Three decades later, well after Perelman proved the geometrization conjecture by very different means, the virtual Haken conjecture and the virtual fibering conjecture remained unsolved. These, and two other related conjectures, were the only questions left unanswered among Thurston’s 23. Computer data strongly suggested that the virtual Haken conjecture was correct: from a computerized list of more than 10,000 hyperbolic three-manifolds, Thurston and Nathan Dunfield, of the University of Illinois at Urbana-Champaign, had managed to find a Haken finite cover for every single one. But computational evidence is not a proof.

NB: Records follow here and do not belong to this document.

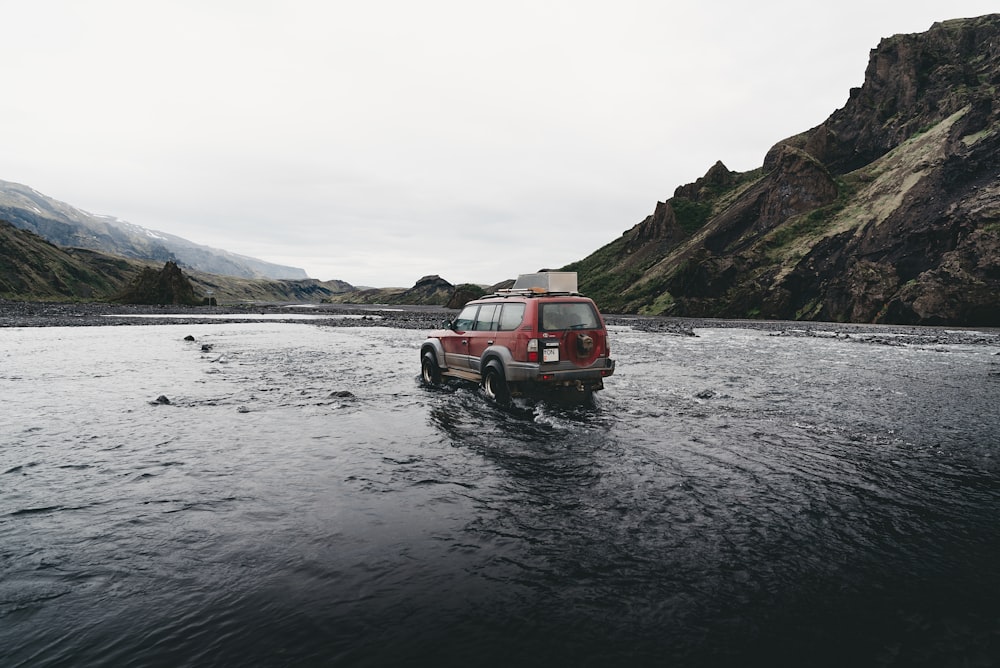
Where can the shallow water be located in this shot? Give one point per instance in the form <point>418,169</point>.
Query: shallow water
<point>732,498</point>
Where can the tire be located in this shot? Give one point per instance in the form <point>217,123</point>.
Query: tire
<point>430,374</point>
<point>495,385</point>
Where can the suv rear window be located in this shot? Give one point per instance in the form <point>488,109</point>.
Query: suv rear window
<point>511,316</point>
<point>567,315</point>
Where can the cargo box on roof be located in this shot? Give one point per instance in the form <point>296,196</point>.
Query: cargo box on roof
<point>547,281</point>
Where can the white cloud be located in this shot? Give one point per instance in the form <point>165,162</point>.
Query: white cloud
<point>377,142</point>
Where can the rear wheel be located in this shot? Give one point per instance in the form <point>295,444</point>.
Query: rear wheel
<point>495,385</point>
<point>430,374</point>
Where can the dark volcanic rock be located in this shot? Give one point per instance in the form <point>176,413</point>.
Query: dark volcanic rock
<point>889,211</point>
<point>167,286</point>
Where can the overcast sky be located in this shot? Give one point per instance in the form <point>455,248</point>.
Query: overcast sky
<point>377,141</point>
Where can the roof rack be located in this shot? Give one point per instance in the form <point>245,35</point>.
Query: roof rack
<point>544,282</point>
<point>530,292</point>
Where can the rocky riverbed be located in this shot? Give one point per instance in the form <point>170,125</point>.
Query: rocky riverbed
<point>52,314</point>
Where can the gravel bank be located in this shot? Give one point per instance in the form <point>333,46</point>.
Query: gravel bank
<point>50,314</point>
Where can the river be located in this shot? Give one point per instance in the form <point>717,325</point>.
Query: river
<point>297,498</point>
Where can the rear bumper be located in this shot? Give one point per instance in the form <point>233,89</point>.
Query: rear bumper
<point>562,373</point>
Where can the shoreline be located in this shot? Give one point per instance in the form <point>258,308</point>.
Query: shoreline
<point>94,314</point>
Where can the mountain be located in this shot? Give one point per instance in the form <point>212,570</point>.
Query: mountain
<point>32,268</point>
<point>67,226</point>
<point>887,212</point>
<point>428,291</point>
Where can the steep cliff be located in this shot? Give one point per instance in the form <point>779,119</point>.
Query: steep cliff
<point>889,211</point>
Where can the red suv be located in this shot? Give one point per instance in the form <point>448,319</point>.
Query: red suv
<point>538,335</point>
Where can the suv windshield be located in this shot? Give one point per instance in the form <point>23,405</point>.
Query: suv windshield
<point>567,315</point>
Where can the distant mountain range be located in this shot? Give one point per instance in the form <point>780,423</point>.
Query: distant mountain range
<point>68,226</point>
<point>887,212</point>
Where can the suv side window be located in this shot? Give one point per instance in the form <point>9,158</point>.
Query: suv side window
<point>487,318</point>
<point>567,315</point>
<point>511,316</point>
<point>466,318</point>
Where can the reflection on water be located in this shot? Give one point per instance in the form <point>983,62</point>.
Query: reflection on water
<point>731,498</point>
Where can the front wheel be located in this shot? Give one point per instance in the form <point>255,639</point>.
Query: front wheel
<point>495,385</point>
<point>429,371</point>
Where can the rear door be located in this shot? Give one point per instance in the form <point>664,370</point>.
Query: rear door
<point>577,326</point>
<point>483,334</point>
<point>456,342</point>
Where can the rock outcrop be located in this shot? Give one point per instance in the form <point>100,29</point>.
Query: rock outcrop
<point>887,212</point>
<point>166,286</point>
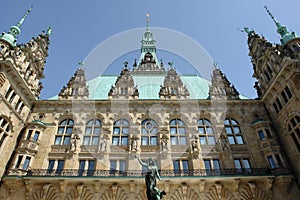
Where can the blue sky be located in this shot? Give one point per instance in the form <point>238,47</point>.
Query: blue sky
<point>79,26</point>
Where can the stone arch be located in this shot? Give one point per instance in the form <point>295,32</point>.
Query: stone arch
<point>252,192</point>
<point>184,192</point>
<point>46,192</point>
<point>114,193</point>
<point>218,192</point>
<point>80,193</point>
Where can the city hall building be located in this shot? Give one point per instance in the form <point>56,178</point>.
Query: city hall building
<point>207,140</point>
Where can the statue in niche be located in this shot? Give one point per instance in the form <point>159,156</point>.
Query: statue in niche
<point>103,146</point>
<point>153,193</point>
<point>164,142</point>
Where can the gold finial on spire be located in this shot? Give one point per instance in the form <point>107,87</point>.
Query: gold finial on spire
<point>148,20</point>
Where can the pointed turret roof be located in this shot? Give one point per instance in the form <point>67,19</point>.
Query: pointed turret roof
<point>11,36</point>
<point>148,43</point>
<point>282,30</point>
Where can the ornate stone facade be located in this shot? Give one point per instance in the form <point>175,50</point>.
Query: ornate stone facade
<point>215,148</point>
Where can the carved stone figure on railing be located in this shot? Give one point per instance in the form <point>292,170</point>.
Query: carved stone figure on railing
<point>153,193</point>
<point>164,142</point>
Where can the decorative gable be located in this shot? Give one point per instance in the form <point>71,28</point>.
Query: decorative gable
<point>124,87</point>
<point>221,88</point>
<point>173,87</point>
<point>76,87</point>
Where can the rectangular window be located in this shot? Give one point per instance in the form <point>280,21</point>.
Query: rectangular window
<point>296,141</point>
<point>122,167</point>
<point>288,92</point>
<point>29,134</point>
<point>60,166</point>
<point>207,166</point>
<point>20,158</point>
<point>285,98</point>
<point>261,135</point>
<point>36,136</point>
<point>278,159</point>
<point>26,163</point>
<point>185,166</point>
<point>176,166</point>
<point>91,168</point>
<point>50,166</point>
<point>271,162</point>
<point>81,167</point>
<point>268,133</point>
<point>113,166</point>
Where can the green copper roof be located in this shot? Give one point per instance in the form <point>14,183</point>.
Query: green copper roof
<point>282,30</point>
<point>148,43</point>
<point>11,36</point>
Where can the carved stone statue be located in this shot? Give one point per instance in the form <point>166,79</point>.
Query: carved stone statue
<point>153,193</point>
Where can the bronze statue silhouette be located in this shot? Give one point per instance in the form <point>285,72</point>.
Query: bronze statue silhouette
<point>153,193</point>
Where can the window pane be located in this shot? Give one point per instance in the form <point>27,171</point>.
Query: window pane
<point>69,130</point>
<point>122,166</point>
<point>66,140</point>
<point>124,141</point>
<point>88,131</point>
<point>183,141</point>
<point>115,141</point>
<point>209,130</point>
<point>211,140</point>
<point>237,164</point>
<point>203,140</point>
<point>125,131</point>
<point>97,131</point>
<point>125,123</point>
<point>173,122</point>
<point>174,141</point>
<point>236,130</point>
<point>144,140</point>
<point>26,163</point>
<point>239,139</point>
<point>50,166</point>
<point>57,140</point>
<point>201,130</point>
<point>246,163</point>
<point>116,131</point>
<point>207,164</point>
<point>176,166</point>
<point>95,141</point>
<point>228,130</point>
<point>173,130</point>
<point>180,123</point>
<point>86,140</point>
<point>153,140</point>
<point>271,162</point>
<point>60,130</point>
<point>36,136</point>
<point>231,140</point>
<point>181,130</point>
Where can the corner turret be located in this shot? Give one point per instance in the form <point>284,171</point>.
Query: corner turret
<point>282,30</point>
<point>11,36</point>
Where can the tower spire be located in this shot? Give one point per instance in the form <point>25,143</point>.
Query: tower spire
<point>11,36</point>
<point>148,21</point>
<point>281,29</point>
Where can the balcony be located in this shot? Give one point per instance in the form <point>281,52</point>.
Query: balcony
<point>163,173</point>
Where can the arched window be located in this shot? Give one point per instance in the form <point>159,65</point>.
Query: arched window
<point>177,132</point>
<point>205,131</point>
<point>92,132</point>
<point>120,133</point>
<point>294,131</point>
<point>64,132</point>
<point>4,130</point>
<point>149,132</point>
<point>233,131</point>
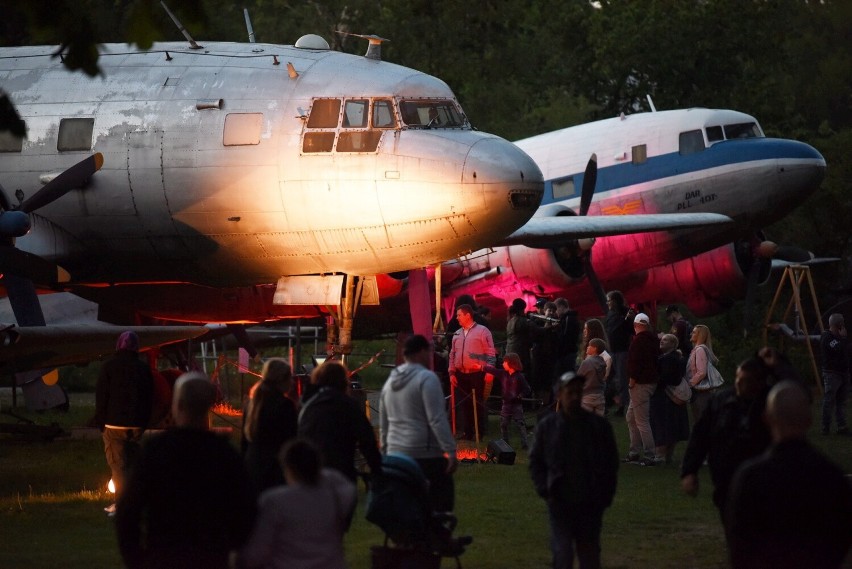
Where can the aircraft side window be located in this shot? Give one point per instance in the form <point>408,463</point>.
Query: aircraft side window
<point>9,142</point>
<point>359,141</point>
<point>714,134</point>
<point>355,114</point>
<point>563,188</point>
<point>430,113</point>
<point>691,142</point>
<point>75,134</point>
<point>324,113</point>
<point>242,129</point>
<point>383,115</point>
<point>320,141</point>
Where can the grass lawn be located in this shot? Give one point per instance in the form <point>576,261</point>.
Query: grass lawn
<point>52,497</point>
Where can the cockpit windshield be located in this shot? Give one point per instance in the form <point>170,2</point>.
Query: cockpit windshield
<point>742,130</point>
<point>431,113</point>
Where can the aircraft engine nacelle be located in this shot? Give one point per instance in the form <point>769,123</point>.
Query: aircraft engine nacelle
<point>707,283</point>
<point>551,268</point>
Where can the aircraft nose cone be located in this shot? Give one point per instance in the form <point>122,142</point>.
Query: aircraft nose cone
<point>801,166</point>
<point>498,161</point>
<point>509,182</point>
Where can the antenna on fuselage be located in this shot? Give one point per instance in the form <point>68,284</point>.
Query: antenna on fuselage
<point>651,102</point>
<point>374,50</point>
<point>185,33</point>
<point>248,25</point>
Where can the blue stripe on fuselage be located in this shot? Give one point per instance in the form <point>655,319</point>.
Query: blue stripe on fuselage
<point>723,153</point>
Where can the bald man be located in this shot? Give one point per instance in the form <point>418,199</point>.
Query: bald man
<point>790,507</point>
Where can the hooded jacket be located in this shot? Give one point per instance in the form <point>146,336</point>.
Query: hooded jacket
<point>413,417</point>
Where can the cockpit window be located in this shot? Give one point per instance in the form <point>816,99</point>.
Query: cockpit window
<point>383,114</point>
<point>430,113</point>
<point>714,134</point>
<point>324,113</point>
<point>742,130</point>
<point>691,142</point>
<point>355,113</point>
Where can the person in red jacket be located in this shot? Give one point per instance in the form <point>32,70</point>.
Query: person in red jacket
<point>643,377</point>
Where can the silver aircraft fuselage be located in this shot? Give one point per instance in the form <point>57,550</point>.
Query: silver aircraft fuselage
<point>229,165</point>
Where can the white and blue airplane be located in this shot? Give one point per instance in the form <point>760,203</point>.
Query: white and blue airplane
<point>244,182</point>
<point>657,163</point>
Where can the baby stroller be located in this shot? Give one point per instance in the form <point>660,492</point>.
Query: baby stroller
<point>398,503</point>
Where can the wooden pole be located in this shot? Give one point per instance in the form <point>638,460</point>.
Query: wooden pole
<point>453,407</point>
<point>475,421</point>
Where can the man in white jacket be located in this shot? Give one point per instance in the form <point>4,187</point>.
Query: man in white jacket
<point>413,421</point>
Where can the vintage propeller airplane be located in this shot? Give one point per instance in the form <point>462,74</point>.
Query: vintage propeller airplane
<point>235,183</point>
<point>688,160</point>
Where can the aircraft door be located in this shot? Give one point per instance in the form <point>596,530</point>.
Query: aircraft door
<point>148,195</point>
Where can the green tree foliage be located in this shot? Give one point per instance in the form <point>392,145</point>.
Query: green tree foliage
<point>522,68</point>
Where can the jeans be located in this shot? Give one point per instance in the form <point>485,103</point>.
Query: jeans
<point>575,524</point>
<point>835,388</point>
<point>639,420</point>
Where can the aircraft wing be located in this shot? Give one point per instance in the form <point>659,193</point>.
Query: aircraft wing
<point>546,232</point>
<point>42,347</point>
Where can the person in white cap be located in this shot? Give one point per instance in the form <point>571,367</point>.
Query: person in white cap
<point>642,382</point>
<point>574,467</point>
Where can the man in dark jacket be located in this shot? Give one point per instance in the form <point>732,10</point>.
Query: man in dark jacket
<point>642,371</point>
<point>123,400</point>
<point>567,335</point>
<point>335,422</point>
<point>189,502</point>
<point>619,332</point>
<point>834,354</point>
<point>730,431</point>
<point>574,466</point>
<point>791,507</point>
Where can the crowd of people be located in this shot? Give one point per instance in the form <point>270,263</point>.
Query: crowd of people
<point>291,489</point>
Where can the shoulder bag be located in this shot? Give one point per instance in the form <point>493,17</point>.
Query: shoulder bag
<point>712,378</point>
<point>680,393</point>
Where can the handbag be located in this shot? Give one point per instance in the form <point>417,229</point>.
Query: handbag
<point>681,393</point>
<point>712,379</point>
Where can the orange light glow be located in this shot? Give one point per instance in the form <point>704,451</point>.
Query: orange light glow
<point>227,410</point>
<point>467,454</point>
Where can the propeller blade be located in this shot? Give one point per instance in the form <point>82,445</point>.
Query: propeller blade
<point>793,254</point>
<point>24,300</point>
<point>600,293</point>
<point>71,178</point>
<point>590,178</point>
<point>25,265</point>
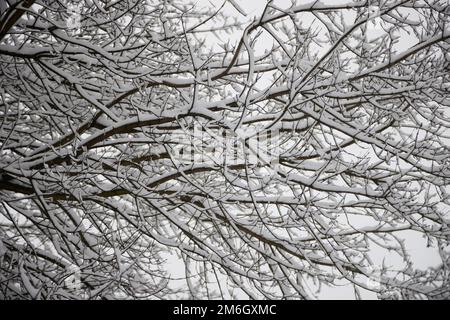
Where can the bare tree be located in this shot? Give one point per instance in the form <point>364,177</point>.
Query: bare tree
<point>97,197</point>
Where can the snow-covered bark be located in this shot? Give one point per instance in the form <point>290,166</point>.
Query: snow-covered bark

“When Thurston proposed it, the virtual Haken conjecture seemed like a small question, but it hung on stubbornly, shining a spotlight on how little we knew about the field,” Minsky said. “It turned out that our ignorance was deep in that direction.”

Building Surfaces
In 2009, the murky waters surrounding the virtual Haken conjecture started to clear.

That year, Markovic and Jeremy Kahn, then at Stony Brook University and now at Brown, announced the proof of a key step toward proving the virtual Haken conjecture. The result, which we’ll call the “incompressible surface theorem,” states that every compact hyperbolic three-manifold does indeed contain an incompressible surface (which possibly passes through itself instead of being embedded).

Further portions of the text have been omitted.